The shorter time frame makes it tougher to isolate the benefits of greenhouse gas reductions against natural ups and downs in the rate of global warming, driven by natural cycles like El Niño and the Pacific Decadal Oscillation, Carbon Brief says. “Another reason is that, even if emissions fall, global temperatures will continue to rise for the time being as atmospheric CO2 levels would still be increasing.” Ultimately, the paper notes, the global climate will only stabilize if emissions fall to net-zero world-wide.
But the researchers still managed to combine two modelling methods to demonstrate a “clear benefit” from aggressive, short-term efforts to reduce emissions. One of the models showed that the pace of warming on a 1.5°C pathway that was “almost one-third of that in the worst-case no-mitigation scenario and just over half that in the average no-mitigation scenario”.
Warming was still under half the worst-case scenario on a 2.0°C path.

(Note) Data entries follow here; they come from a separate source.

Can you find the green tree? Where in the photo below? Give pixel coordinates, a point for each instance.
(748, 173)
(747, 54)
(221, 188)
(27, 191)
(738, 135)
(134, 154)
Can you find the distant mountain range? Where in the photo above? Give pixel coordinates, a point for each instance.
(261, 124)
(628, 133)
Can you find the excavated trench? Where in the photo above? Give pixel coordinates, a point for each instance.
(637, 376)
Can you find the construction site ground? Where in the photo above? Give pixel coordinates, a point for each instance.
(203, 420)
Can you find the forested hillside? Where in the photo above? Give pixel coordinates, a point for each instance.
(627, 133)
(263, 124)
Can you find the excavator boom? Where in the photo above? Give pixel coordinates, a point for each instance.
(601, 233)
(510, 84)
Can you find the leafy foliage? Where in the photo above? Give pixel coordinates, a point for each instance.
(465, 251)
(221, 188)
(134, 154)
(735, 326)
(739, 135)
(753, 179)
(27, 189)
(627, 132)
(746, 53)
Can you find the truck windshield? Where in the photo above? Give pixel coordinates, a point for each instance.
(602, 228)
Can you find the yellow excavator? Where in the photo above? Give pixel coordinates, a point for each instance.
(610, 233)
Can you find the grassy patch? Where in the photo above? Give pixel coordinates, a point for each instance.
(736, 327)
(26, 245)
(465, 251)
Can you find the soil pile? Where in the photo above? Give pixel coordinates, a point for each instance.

“Even with natural variations in climate, stringent emissions cuts will give us a greater chance of avoiding the impacts that more rapid and extreme warming could bring in the near term,” McKenna and her colleagues told Carbon Brief. “Making such rapid and deep emissions cuts [consistent with 1.5°C] would mean that the risk of experiencing warming rates that are larger than anything previously seen is 13 times lower than in an ‘average’ future where we do not reduce emissions and continue to rely heavily on fossil fuels.”
The findings “make a compelling case that there are benefits to be seen much sooner than we might have thought,” said Met Office Hadley Centre scientist Chris Jones. “While changes in warming relative to present day might be similar over the next 20 years, the speed of warming is much more likely to be lower if we take action now.”
The overall process of getting global heating under control is “a bit like putting the brakes on the Titanic,” Jones added. “It takes a long while to notice the effect of slowing down, but the sooner we start to slow the vessel, the more chance we have of avoiding danger.”